Type guessing fails when connecting to (Oracle) datasource
Vegacyrez opened this issue · 5 comments
- ML Launchpad version: 0.0.7
- Model Type used: Python
- DataSource type(s) used: Oracle
- Python version: 3.6.10
- Operating System: Windows 10
Description
When connecting to an oracle datasource, some columns that contain missing values (NULL) have their datatypes misinterpreted. When passing this data along to a project via pandas, datatypes for columns with missing values become "noneType". This issue does not appear when using identical data (including missing values) from a .csv file.
Steps to reproduce
mllaunchpad -c config_dev.yml -t
Resulted in:
TypeError: '<' not supported between instances of 'NoneType' and 'str'
(and a very large number of traceback lines)
The error occurred inside a RandomForestClassifier in a project (NBQ), which means that this issue should then be fixed either in the source data (replacing missing values) or in the modelmaker phase.
That's somewhat surprising. Ideally, the pandas
dataframes provided by different DataSource
s, should be pretty much identical no matter the actual source (CSV, Oracle, others). As they use pandas
functionality internally, this must have been taken for granted.
@Vegacyrez I don't have (write) access to an Oracle database right now -- could you please try out whether putting the following in your model's code fixes the dataframe succesfully?
df.fillna(np.nan, inplace=True)
(you might have to import numpy as np
in your relevant model file)
If this works as a workaround, we have some idea what the problem was and can look how/where to apply a fix in OracleDataSource so that you don't need the workaround from the next release on.
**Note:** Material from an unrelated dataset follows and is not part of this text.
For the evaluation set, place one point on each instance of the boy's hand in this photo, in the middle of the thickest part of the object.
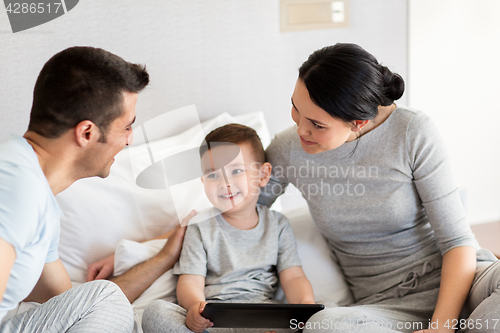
(195, 321)
(101, 269)
(172, 248)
That's somewhat surprising. Ideally, the pandas dataframes provided by different DataSources, should be pretty much identical no matter the actual source (CSV, Oracle, others). As they use pandas functionality internally, this must have been taken for granted.
@Vegacyrez I don't have (write) access to an Oracle database right now -- could you please try out whether putting the following in your model's code fixes the dataframe succesfully?
df.fillna(np.nan, inplace=True)
(you might have to import numpy as np in your relevant model file)
df.fillna(np.nan, inplace=True)
(you might have to import numpy as np in your relevant model file)
If this works as a workaround, we have some idea what the problem was and can look how/where to apply a fix in OracleDataSource so that you don't need the workaround from the next release on.
On testing the workaround, we received the following error:
X_train = data_train.drop(target_col, axis=1)
AttributeError: 'NoneType' object has no attribute 'drop'
It seems that the type of the object (data frame) has been changed by the workaround?
Thanks for testing. However, there seems to be something else going wrong as well. I don’t know where data_train
comes from exactly, but it should not be None
(which the error says it is).
Hmm, maybe you tried to assign a return value from the df.fillna(...)
I suggested? This won‘t work when used in the inplace=True
variant (see pandas documentation at https://pandas.pydata.org/pandas-docs/stable/reference/api/pandas.DataFrame.fillna.html).
Try to use my suggestion without an assignment.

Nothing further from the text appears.